Men stood in Needham’s way. Some surely stood in Noone’s. A quick skirt around the subject finds stories familiar from so many other walks of life: famous male conductors sniffing at the notion of women doing the job and then grumpily complaining they were taken out of context. You need only scratch the carapace to find lingering prejudice beneath.

“I would be lying if I said that didn’t exist. But I retain a positive attitude,” she says. “People ask why there are so few women. One thing a conductor needs is the ability to fail and fail better. I feel that often women aren’t given that chance – they aren’t given the benefit of the doubt. Another journalist recently said: ‘Shouldn’t people prove themselves by their work?’ If you can’t get a seat at the table then you can’t prove anything.”

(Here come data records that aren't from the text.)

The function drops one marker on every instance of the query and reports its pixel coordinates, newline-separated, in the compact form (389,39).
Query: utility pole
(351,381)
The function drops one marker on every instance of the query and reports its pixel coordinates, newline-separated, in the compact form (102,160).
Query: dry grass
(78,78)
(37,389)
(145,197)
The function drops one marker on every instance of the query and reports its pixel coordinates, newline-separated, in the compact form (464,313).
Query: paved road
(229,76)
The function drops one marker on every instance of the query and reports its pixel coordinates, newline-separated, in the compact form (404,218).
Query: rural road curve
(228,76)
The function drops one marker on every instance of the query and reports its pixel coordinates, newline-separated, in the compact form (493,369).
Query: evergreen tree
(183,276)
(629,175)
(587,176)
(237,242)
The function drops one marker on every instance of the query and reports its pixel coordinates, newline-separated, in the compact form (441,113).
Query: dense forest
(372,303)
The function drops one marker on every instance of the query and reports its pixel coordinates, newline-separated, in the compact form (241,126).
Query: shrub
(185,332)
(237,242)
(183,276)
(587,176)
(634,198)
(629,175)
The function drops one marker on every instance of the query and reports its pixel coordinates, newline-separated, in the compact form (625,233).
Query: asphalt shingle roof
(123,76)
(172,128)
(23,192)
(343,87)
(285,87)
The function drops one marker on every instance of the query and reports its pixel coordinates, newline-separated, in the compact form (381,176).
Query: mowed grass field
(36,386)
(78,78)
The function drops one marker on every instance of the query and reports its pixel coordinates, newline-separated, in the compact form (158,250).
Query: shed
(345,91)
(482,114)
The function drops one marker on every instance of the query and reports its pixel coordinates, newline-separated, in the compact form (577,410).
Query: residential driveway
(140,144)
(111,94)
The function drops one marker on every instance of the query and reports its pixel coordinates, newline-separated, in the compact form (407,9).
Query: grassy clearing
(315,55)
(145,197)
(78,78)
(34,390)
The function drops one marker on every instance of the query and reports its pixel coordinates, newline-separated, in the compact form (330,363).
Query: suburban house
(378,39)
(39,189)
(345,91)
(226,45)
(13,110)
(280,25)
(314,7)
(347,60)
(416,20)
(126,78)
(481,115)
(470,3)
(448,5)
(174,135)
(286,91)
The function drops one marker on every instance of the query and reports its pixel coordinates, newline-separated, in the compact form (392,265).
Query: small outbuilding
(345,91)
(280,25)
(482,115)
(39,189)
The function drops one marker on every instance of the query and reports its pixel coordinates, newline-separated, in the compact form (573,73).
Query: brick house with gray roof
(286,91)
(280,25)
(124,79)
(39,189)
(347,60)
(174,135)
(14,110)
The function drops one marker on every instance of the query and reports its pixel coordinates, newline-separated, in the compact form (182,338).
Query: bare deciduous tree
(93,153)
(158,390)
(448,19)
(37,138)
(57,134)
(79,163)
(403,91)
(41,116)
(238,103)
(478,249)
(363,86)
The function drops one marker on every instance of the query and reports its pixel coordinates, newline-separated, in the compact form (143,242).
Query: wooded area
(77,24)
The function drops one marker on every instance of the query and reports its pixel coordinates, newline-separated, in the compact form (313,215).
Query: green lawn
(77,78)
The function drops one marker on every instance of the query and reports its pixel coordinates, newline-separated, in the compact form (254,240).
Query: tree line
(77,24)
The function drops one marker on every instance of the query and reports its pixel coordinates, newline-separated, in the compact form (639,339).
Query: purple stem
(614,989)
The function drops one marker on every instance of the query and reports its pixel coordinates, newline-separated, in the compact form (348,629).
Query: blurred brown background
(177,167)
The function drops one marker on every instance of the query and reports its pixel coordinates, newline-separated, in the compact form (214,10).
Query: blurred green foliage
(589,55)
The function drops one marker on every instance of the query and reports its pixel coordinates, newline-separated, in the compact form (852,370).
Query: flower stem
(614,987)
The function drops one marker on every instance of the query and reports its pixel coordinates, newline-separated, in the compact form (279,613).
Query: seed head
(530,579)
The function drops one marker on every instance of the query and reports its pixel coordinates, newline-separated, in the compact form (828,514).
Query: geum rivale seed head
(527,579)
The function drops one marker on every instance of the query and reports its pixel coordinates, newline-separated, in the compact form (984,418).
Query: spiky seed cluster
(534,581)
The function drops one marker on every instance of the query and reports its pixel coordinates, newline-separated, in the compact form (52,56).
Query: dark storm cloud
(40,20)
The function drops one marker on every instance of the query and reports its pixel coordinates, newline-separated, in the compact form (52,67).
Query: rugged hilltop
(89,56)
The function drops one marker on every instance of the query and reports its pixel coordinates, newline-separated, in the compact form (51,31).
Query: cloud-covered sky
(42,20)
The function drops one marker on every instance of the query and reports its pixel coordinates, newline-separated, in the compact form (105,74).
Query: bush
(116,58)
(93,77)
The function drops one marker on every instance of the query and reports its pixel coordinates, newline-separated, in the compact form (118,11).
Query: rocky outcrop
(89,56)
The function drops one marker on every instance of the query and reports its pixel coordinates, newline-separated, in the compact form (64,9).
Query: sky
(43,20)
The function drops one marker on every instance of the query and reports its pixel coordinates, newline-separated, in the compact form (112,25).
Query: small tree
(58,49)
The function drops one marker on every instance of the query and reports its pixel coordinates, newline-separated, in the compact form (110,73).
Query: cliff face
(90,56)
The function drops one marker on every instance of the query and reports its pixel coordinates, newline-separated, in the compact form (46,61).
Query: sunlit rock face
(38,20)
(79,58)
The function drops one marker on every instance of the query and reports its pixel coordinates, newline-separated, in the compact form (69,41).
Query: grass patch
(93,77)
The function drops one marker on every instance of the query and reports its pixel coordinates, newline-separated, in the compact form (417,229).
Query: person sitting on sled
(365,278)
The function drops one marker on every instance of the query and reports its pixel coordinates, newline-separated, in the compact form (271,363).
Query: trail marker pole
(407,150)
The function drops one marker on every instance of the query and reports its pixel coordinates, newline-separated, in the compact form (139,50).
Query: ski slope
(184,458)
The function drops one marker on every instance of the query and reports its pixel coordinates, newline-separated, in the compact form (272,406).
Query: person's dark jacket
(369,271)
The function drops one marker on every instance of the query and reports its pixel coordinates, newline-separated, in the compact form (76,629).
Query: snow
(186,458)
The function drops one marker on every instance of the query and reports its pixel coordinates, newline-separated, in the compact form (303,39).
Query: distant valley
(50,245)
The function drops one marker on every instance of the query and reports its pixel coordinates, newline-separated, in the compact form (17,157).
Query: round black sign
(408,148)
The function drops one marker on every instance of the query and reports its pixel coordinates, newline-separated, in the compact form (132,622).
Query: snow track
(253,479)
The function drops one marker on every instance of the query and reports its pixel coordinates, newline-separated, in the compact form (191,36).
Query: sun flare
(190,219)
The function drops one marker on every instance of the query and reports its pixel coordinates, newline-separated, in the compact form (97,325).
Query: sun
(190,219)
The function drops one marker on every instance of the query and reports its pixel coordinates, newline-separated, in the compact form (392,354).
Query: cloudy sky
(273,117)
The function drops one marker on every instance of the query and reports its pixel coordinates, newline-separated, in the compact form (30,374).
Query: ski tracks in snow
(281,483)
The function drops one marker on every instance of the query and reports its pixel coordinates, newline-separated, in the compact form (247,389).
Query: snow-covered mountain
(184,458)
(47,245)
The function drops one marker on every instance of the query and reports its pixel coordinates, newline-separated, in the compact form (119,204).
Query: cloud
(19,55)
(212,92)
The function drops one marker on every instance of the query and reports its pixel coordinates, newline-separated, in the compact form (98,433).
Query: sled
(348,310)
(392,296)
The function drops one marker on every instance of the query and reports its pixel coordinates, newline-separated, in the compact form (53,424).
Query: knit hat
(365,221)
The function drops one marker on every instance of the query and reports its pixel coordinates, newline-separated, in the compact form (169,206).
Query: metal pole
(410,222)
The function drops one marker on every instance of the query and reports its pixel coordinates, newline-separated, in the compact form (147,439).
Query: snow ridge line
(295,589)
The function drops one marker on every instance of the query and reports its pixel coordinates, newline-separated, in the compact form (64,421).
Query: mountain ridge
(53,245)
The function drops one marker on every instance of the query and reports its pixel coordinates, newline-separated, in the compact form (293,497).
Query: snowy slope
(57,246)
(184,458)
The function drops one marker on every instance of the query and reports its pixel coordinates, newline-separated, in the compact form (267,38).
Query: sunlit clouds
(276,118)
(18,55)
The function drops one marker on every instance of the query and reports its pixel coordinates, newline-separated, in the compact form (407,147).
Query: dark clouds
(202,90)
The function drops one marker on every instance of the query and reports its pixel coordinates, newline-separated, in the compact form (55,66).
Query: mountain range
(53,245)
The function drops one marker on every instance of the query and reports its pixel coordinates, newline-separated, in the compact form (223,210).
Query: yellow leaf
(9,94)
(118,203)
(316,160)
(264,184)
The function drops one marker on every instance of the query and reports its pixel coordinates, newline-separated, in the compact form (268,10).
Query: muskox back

Fascinatingly, this is word for word what female directors say about their business. Men will be allowed to make two or three flops and still get another chance. If a woman’s debut fails she is invariably kicked back to the bottom of the queue. To use the language of academia, failure is gendered.

“Exactly. You can’t come out on your first attempt and be the fully fledged artist. That is built over time. It is no coincidence that most of the greatest conductors have white hair.”

Noone's earlier discussion of what she's wearing to the Oscars reminds us that conducting has always been a performative business. There have been distinguished practitioners who slumped quietly to the front and did their job quietly too, but we better remember the flamboyance of Leonard Bernstein or the austere dominance of Herbert von Karajan. An elegant presence with long blonde hair, Noone can match either for charisma. But the pressure to deliver must be enormous.

“It’s not pressure,” she ponders. “It’s a joy to bring something different to the podium and to share that with the audience. Being a conductor and a composer is like having a split personality. One is very introverted; the other is the reverse. I am definitely a natural introvert. But when you have the power of the orchestra coming at you, it feeds your soul. You have to come out of yourself. I owe that to the audience.”

Once the Oscars excitement is over, she will go back to composing the score for the latest animation from the Irish studio Moetion Films in Galway. She will rally the family. She will continue to straddle continents. There seem to be no limits.

“Scoring is a different animal as well,” she says. “But I am endlessly curious and have a very low boredom threshold. So that’s all good.”